Le ciment du fédéralisme
Il n'est pas évident de maintenir la cohésion de la Suisse, car le pays est très divisé en matière de langues, de religions et de régions.
Pourtant, le fédéralisme y parvient. Les droits populaires et l’autonomie cantonale y contribuent fortement.
Théoriquement, la Suisse n’aurait que peu de raisons de rester unie avec ses quatre langues, ses deux religions principales (catholique et protestante) et la tendance de ses régions linguistiques à tisser des liens culturels plus forts avec leurs voisins étrangers qu’avec les autres parties du pays. Cependant, aujourd’hui comme hier, la Suisse est unie.
«Une des raisons de cette cohésion tient dans le système de démocratie directe, explique Gregory Fossedal, auteur du livre «Démocratie directe en Suisse». Il donne à n’importe quel citoyen suisse le droit de réclamer un vote sur n’importe quel sujet et à n’importe quel niveau (fédéral, cantonal et communal).»

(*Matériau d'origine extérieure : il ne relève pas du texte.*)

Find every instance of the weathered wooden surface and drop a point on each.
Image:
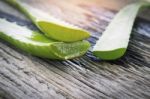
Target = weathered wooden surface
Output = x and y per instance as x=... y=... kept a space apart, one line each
x=23 y=76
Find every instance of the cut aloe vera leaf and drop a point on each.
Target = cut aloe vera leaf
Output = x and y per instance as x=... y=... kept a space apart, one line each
x=50 y=26
x=39 y=45
x=114 y=41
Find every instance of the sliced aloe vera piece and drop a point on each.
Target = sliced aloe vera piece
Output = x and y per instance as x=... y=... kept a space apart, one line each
x=38 y=45
x=49 y=25
x=114 y=41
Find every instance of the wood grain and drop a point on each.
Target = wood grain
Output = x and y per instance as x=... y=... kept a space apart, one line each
x=23 y=76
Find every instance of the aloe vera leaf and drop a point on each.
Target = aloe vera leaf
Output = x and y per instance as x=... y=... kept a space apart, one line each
x=39 y=45
x=114 y=41
x=50 y=26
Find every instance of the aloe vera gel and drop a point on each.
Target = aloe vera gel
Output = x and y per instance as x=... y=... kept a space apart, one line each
x=114 y=41
x=37 y=44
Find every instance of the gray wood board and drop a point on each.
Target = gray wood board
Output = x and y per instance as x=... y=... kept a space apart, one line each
x=23 y=76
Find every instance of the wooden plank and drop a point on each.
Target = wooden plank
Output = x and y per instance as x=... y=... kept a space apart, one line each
x=28 y=77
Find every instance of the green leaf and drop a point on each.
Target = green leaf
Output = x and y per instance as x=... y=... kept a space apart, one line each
x=38 y=45
x=52 y=27
x=114 y=41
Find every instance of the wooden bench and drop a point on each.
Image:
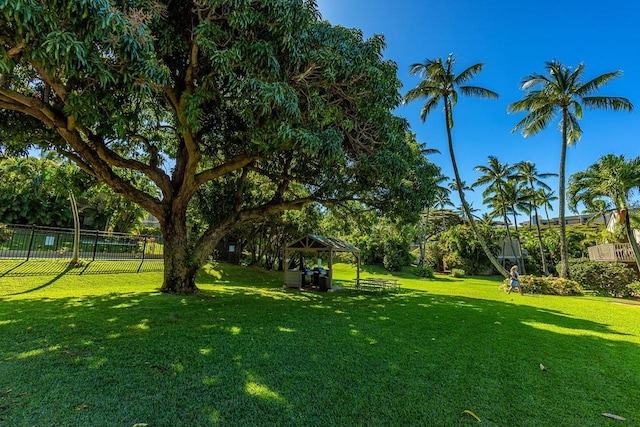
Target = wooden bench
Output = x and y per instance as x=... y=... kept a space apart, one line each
x=374 y=284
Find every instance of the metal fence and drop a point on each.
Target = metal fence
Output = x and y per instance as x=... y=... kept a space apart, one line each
x=20 y=242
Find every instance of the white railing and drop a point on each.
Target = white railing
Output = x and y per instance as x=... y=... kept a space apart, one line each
x=612 y=252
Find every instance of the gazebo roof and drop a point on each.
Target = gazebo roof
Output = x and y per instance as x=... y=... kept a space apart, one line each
x=313 y=242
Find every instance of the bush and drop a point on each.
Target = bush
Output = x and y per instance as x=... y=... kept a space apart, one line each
x=634 y=288
x=426 y=272
x=546 y=285
x=457 y=272
x=604 y=278
x=5 y=233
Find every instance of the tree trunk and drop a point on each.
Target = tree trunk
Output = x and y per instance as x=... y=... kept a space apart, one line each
x=179 y=271
x=564 y=256
x=465 y=206
x=545 y=269
x=631 y=236
x=76 y=231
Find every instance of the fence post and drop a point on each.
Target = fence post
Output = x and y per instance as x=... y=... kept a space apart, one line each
x=144 y=249
x=95 y=245
x=33 y=232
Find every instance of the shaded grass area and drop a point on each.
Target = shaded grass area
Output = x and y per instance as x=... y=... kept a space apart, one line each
x=109 y=350
x=42 y=267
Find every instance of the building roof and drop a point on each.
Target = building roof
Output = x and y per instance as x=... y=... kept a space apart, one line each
x=313 y=242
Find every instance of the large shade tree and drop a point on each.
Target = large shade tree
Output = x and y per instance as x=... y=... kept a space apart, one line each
x=440 y=84
x=615 y=178
x=527 y=173
x=495 y=177
x=562 y=92
x=225 y=95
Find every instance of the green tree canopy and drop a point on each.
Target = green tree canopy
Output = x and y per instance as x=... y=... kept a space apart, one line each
x=563 y=93
x=209 y=93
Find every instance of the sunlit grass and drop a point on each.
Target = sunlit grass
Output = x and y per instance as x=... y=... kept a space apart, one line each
x=110 y=349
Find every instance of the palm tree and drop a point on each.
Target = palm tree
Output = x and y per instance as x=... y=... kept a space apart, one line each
x=612 y=177
x=439 y=198
x=562 y=92
x=597 y=207
x=439 y=83
x=528 y=174
x=495 y=177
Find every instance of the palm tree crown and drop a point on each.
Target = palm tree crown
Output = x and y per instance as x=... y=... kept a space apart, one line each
x=563 y=92
x=613 y=177
x=439 y=83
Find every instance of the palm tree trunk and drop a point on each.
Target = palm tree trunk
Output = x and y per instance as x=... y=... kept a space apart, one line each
x=564 y=256
x=513 y=249
x=631 y=236
x=465 y=206
x=76 y=231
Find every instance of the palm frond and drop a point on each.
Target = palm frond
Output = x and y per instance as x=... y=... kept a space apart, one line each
x=574 y=131
x=468 y=74
x=596 y=83
x=577 y=109
x=533 y=80
x=428 y=107
x=615 y=103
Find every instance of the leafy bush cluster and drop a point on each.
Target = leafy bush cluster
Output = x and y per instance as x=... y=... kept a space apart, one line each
x=604 y=278
x=460 y=249
x=634 y=288
x=546 y=285
x=425 y=272
x=5 y=233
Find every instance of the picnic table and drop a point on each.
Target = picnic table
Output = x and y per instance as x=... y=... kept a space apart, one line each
x=376 y=284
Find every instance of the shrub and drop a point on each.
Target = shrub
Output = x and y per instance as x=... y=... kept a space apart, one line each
x=457 y=272
x=546 y=285
x=426 y=272
x=634 y=288
x=605 y=278
x=5 y=233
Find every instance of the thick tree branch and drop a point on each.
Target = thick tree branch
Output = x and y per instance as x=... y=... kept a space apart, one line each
x=206 y=243
x=156 y=174
x=233 y=164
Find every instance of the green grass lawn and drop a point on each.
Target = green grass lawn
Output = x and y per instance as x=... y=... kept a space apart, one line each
x=110 y=350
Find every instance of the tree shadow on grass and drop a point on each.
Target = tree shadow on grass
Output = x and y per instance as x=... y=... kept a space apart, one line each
x=246 y=355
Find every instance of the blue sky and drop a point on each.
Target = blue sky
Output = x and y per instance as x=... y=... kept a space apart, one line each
x=513 y=39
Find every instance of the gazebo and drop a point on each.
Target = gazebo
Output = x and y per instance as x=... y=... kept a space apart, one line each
x=296 y=278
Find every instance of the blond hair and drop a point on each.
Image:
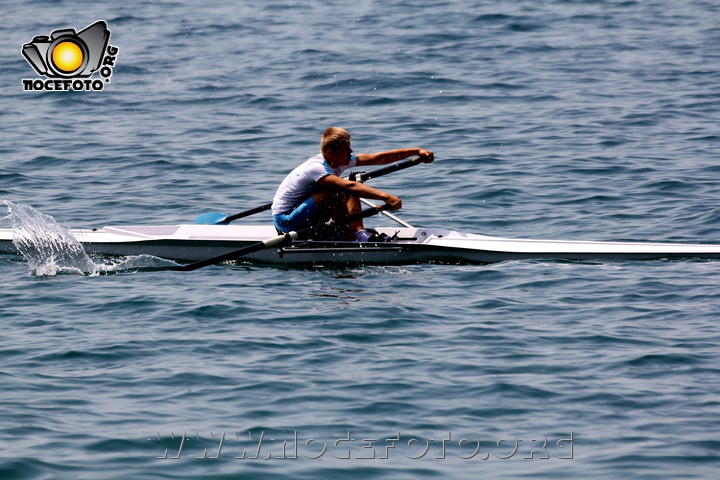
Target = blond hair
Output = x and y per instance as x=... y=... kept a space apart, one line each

Une autre raison tient aux pouvoirs laissés à chacun des 26 cantons. Ils ont ainsi une grande liberté pour interpréter la loi fédérale.
«Imaginez que vous viviez dans un pays où chaque personne est membre du parlement, déclare Gregory Fossedal. C’est le genre de pouvoir que la démocratie directe accorde à chaque citoyen suisse.»
Un pouvoir qui vient de la base
La démocratie directe donne du pouvoir au peuple et l’implique dans le processus de décision au niveau politique. «Le Suisse vote plus souvent que n’importe qui au monde. Il peut s’attendre à voter quatre fois par an sur des sujets nationaux, ce qui lui donne le sentiment d’influencer la politique au plus haut niveau», poursuit Gregory Fossedal.
«Les citoyens suisses ne se contentent pas d’élire des représentants au parlement national tous les quatre ans et de tout oublier de la politique dans l’intervalle, déclare Hans Hirter, politologue à l’Université de Berne. Ils sont constamment impliqués dans la politique et ont un grand sens de la responsabilité civique.»
Selon Hans Hirter, le fédéralisme suisse a par ailleurs conduit à une beaucoup plus grande décentralisation du pouvoir que dans bien d’autres pays. «De nombreuses décisions sont prises au niveau communal ou cantonal, explique-t-il. Les cantons sont responsables de l’exécution et de l’adaptation des lois, afin qu’elles correspondent à leurs propres besoins. Et ceci aussi aide à créer un sentiment d’unité et d’implication.»
Des lois interprétées assez librement
Jusqu’au vote de juin dernier, l’avortement était illégal en Suisse. Cependant, cette législation a été interprétée par les différentes autorités sanitaires cantonales. Résultat: l’avortement était autorisé dans de nombreux cantons protestants et urbains.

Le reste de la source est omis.